= Australian Transport Officers' Federation =

Australian transport industry trade union

The Australian Transport Officers' Federation (ATOF) was an Australian trade union representing salaried officers in the transport sector, particularly in the rail and airline industries. It existed from 1924 until 1991, and was previously known as the Federation of Salaried Officers of Railways Commissioners (1924–1947) and the Australasian Transport Officers Federation (1947–1978). The union had a policy of supporting conciliation and arbitration and against strike action until 1970.

==History==
The Federation was formed in 1924 through the merger of the Railway and Tramway Officers' Association, based in NSW, and the Victorian Railways Administrative Officers' and Clerks' Association. The NSW body had been founded in 1913, while Victorian association had been registered in February 1921 following a High Court decision that gave workers in "state instrumentalities" access to the Commonwealth Arbitration Court. The association sought to represent the interests of railway officers as distinct from railway workers more broadly. The association sought to form a national union and formed agreements with similar unions in other states, which applied for federal registration as the Federation of Salaried Officers of Railways Commissioners. It met fierce opposition from the union movement, resulting in the case lingering before the industrial registrar for three years. The union argued that a separate union was necessary because officers in responsible positions having to be part of a general organisation would "result in a complete subversion of discipline" and the Australian Railways Union was "inclined to support affiliations with which responsible officers should not be associated".

The union was eventually registered federally in September 1924 and was headquartered in Sydney. O. A. Meyer, the president of the NSW Railway and Tramway Officers' Association, became the union's president, while P. Hunt was general secretary. In November 1925, when it held its first triennial conference, it had 5300 members in New South Wales, 1000 in South Australia and 850 in Victoria, and were attempting to convince state organisations in Queensland, Tasmania and Western Australia to join. The union spoke openly about what they viewed as their need to remain non-political and non-partisan because of their "duty to comply with the directions and tender loyal service to whatever Government might be in power". The union initially barred women from joining, objecting to women being appointed to positions that had been previously occupied by men. In 1928 announced its opposition to the employment of women for other than mechanical office work, and in 1931 it advocated female typists being fired before male clerks faced further rationing. In the mid-1930s, the union began campaigning for appointments and promotions to be determined by an appointments board with an independent chairman, in response to widespread discontent with the process then in use. The union adamantly opposed strike action in the 1946 Victorian railway strike, and claimed to have recruited new members from the Australian Railways Union in the aftermath.

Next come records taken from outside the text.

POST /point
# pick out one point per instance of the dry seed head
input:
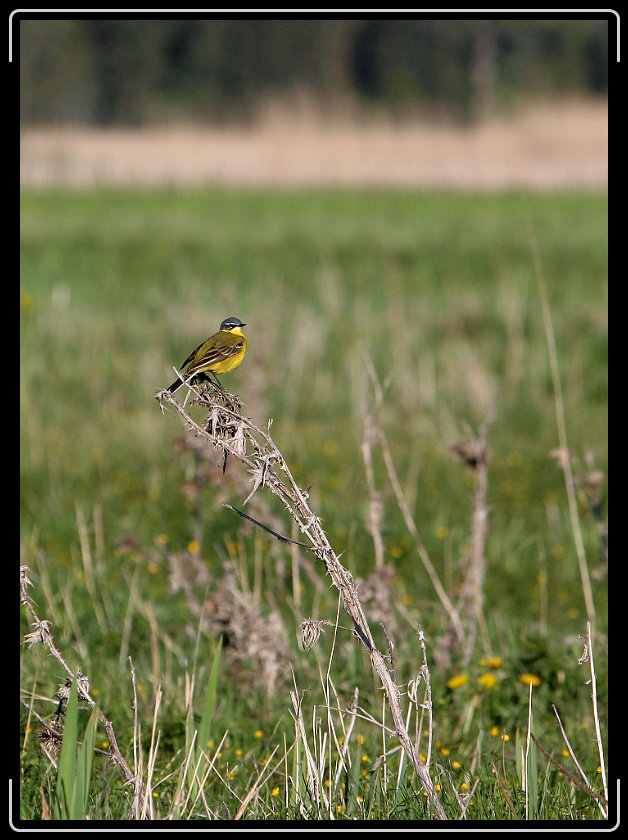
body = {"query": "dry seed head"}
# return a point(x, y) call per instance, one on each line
point(311, 630)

In 1947, the union renamed itself the Australasian Transport Officers' Federation and sought to expand its coverage to include air, road and railway employees, although membership at first remained constitutionally limited to "transport officers of the Crown. In August 1947, the union established a Tasmanian branch for the first time. The union initially remained limited to representing railway officers; however, in 1948 it began breaking into the airline industry, establishing a Trans Australia Airlines special branch to deal with the new members. The broadening of the union's coverage met with opposition from the Federated Clerks' Union. It would also later extend to include Qantas employees. In 1950, the union wavered on its opposition to strike action, with the SA branch resolving to consider it if an appeals board were not instituted, and in Victoria in protest at non-striking members being stood down without pay during other unions' strike action; however, no action was taken.

In 1970, the union finally broke with its policy against strike action, with both Victorian and NSW railway members taking industrial action in response to disputes in their states, repeated again several times during the 1970s and 1980s, although the union was still seen as more conservative than the ARU. In 1979, the union placed a "black ban" on independent NSW state MP John Hatton after he called for an inquiry into alleged corruption in the transport department, resulting in a parliamentary resolution rebuking the union and an end to the ban. In 1990, following the 1989 Australian pilots' dispute, four airlines sought orders that their pilots be covered by the Transport Officers Federation, rather than the Australian Federation of Air Pilots, the union which had gone on strike the previous year.

In April 1991, the Transport Officers' Federation voted to merge with the Municipal Officers Association of Australia and the Technical Service Guild of Australia to form the Australian Municipal Transport Energy Water Ports Community & Information Services Union. The amalgamated union, which took effect from 1 July 1991, was often known as the Australian Services Union, and later formed the modern Australian Services Union after a series of mergers with other unions.